Deux à trois années de plus que le Petrus 2000 «normal»

«L’espace a des clés environnementales qu’on connaît mal», a assuré M. Gaume. «On a recréé, dans l’espace, tous les paramètres terrestres à l’identique, sauf un: la gravité, un élément fondamental qui n’a pas changé depuis plus de quatre milliards d’années. Lorsqu’on enlève la gravité, on crée un stress prodigieux, et la nature réagit et établit une stratégie. Nous espérons que ce stress et cette stratégie nous montreront une voie à suivre», a commenté le dirigeant de la start-up luxembourgeoise Space Cargo Unlimited.

Symboliquement, lors de la conférence de presse diffusée sur Teams, Nicolas Gaume a sorti une des 12 bouteilles de son emballage pour l’espace. (Photo: USC)

Symboliquement, lors de la conférence de presse diffusée sur Teams, Nicolas Gaume a sorti une des 12 bouteilles de son emballage pour l’espace. (Photo: USC)

Habituellement profond et charnu, particulièrement indiqué pour les foies et les volailles, le Château Petrus 2000, qui s’échange autour de 3.000 à 4.000 euros la bouteille, n’a pas été endommagé dans l’espace, ont assuré les différents experts qui se sont succédé pour rendre compte de leurs premières impressions.
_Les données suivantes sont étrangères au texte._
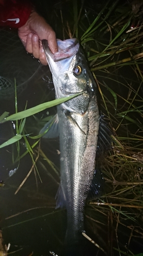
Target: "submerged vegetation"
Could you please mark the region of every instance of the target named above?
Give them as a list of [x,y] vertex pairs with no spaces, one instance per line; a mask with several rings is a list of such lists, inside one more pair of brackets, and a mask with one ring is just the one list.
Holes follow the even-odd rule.
[[[95,255],[98,251],[98,255],[141,255],[143,7],[141,3],[137,5],[135,1],[94,2],[59,2],[54,6],[50,20],[58,37],[79,38],[99,87],[101,112],[109,118],[113,130],[112,150],[101,159],[105,181],[102,195],[89,202],[86,207],[86,233],[95,242]],[[38,6],[40,4],[38,3]],[[46,8],[44,12],[43,10],[45,18]],[[53,106],[54,101],[51,103]],[[19,104],[18,98],[18,109]],[[48,105],[49,103],[44,104]],[[31,114],[41,110],[38,106],[35,110]],[[28,110],[19,113],[17,111],[16,108],[16,114],[7,118],[8,120],[16,120],[17,118],[22,120],[19,123],[16,121],[14,135],[18,134],[19,137],[15,141],[17,154],[13,161],[19,165],[20,159],[29,154],[32,166],[16,193],[33,170],[38,187],[37,179],[41,180],[39,169],[46,170],[47,166],[52,170],[46,170],[49,177],[58,184],[58,168],[42,150],[35,127],[31,125],[30,129],[27,125],[25,118]],[[41,116],[40,119],[36,116],[31,117],[41,127],[41,122],[44,121],[42,122]],[[5,117],[2,117],[1,121]],[[20,139],[24,140],[26,148],[24,152],[20,150]],[[61,238],[55,237],[55,244],[62,244]],[[58,250],[60,255],[60,249],[55,245],[55,250]]]

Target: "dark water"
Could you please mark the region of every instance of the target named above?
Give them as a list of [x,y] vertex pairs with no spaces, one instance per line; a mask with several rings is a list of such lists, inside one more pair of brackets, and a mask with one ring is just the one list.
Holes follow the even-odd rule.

La première dégustation s’est déroulée le 1er mars, à l’Institut des sciences de la vigne et du vin de Bordeaux, qui a organisé une dégustation organoleptique pour 12 spécialistes, conduite par Philippe Darriet, directeur de l’unité de recherche Œnologie de l’Institut. 

Il a fallu la même force d’extraction pour la déboucher qu’un Petrus 2000 qui n’est pas allé dans l’espace, signe que le bouchon a joué son rôle. Des différences sont apparues en termes de couleurs, d’arômes et de goût.

«Le vin a survécu», s’est ainsi félicitée la célèbre critique Jane Anson. «Les tanins semblent plus soyeux, plus évolués, et le côté aromatique est plus accentué, notamment sur la violette. Il semble plus fumé aussi. Je dirais qu’il semble avoir deux à trois années de vieillissement supplémentaires par rapport au même vin qui est resté sur Terre.»

Les 320 sarments de vigne revenus sur Terre ont été replantés en Bretagne et leur développement est spectaculaire, même s’il est encore prématuré d’en tirer des conclusions. (Photo: Space Cargo Unlimited)

Les 320 sarments de vigne revenus sur Terre ont été replantés en Bretagne et leur développement est spectaculaire, même s’il est encore prématuré d’en tirer des conclusions. (Photo: Space Cargo Unlimited)

Les expériences sur ces 12 bouteilles vont se poursuivre jusqu’à la publication d’un premier papier scientifique autour de ces recherches. Dans l’intervalle, 320 sarments de vigne sont aussi revenus et ont été replantés en Bretagne dans les serres du groupe Mercier, leader mondial dans la production de plants de vigne et la création de vignobles, avec lequel Space Cargo Unlimited a scellé un partenariat stratégique. «Le premier retour, mais il est encore beaucoup trop tôt pour en tirer des conclusions», a dit M. Gaume, «semble indiquer que la vigne pousse beaucoup plus vite, qu’elle a plus de feuilles et donne plus de fruits.»

Les 12 bouteilles de Petrus ont pris la direction de la Station spatiale internationale le 2 novembre 2019, avec le soutien technique de Thales Alenia Space et de l’entreprise américaine Nanoracks, pour revenir sur Terre le 14 janvier dernier à bord d’une capsule Dragon (SpaceX), avant de rejoindre Bordeaux pour démarrer un programme de recherche et d’analyses qui va se poursuivre plusieurs années. Space Cargo Unlimited travaille avec des équipes et des partenaires à Bordeaux et Toulouse (France), Erlangen (Allemagne) et Turin (Italie) dans le cadre de la mission Wise.